In the Chaco, the project provided funding to purchase 11,725 acres (4,745 hectares) from the private sector to create Tobich Reserve, which is managed jointly by the local Yshir community and Guyra Paraguay. It is this component that has been verified for the second time.

The Yshir receive regular payments through the REDD+ project to support their community organisation. The land is held in condominium for 20 years and title will rest with indigenous communities after 20 years.

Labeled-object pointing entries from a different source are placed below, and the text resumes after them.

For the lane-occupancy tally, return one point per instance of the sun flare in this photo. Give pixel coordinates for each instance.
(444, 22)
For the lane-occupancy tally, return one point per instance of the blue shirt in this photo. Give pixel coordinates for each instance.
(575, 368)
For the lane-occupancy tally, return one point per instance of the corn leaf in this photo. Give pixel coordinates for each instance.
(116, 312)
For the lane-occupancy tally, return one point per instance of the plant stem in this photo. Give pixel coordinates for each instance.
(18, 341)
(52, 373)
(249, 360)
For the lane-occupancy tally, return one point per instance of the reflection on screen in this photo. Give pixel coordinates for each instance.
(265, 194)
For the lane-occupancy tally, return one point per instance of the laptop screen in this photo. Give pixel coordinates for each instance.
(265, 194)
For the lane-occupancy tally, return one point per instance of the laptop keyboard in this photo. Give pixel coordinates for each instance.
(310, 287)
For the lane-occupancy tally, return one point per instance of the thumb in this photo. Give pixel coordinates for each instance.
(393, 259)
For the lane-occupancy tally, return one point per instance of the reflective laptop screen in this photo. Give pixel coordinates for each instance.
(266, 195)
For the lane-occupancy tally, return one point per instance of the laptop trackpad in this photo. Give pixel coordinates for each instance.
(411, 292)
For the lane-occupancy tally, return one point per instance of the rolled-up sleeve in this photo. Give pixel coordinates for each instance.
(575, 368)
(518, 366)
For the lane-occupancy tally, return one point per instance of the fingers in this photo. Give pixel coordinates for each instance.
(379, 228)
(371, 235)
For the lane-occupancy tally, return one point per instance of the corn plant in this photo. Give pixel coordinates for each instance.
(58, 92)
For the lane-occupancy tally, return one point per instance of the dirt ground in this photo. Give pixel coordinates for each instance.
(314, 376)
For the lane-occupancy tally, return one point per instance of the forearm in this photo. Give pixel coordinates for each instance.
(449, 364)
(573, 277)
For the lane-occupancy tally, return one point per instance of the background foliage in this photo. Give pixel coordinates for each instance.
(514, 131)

In San Rafael the project pays small farmers to conserve forest (US$ 170 per hectare per year, based on the opportunity costs of using the land to grow cotton. Thanks to the project there now exist many agreements with small farmers to conserve forest.

More information

A hectare of Gran Chaco forest lost every minute »
Nick Baker draws public attention to the threat of deforestation in Paraguay »
Conservation hero award for Guyra Paraguay Director »

WLT is currently managing a Carbon Balanced programme in Vietnam in partnership with Viet Nature Conservation Centre.

The Vietnam project combines elements of both CCBA and VCU standards and is proving very attractive to WLT’s corporate supporters. Like the Paraguay project, the Vietnam initiative is expandable.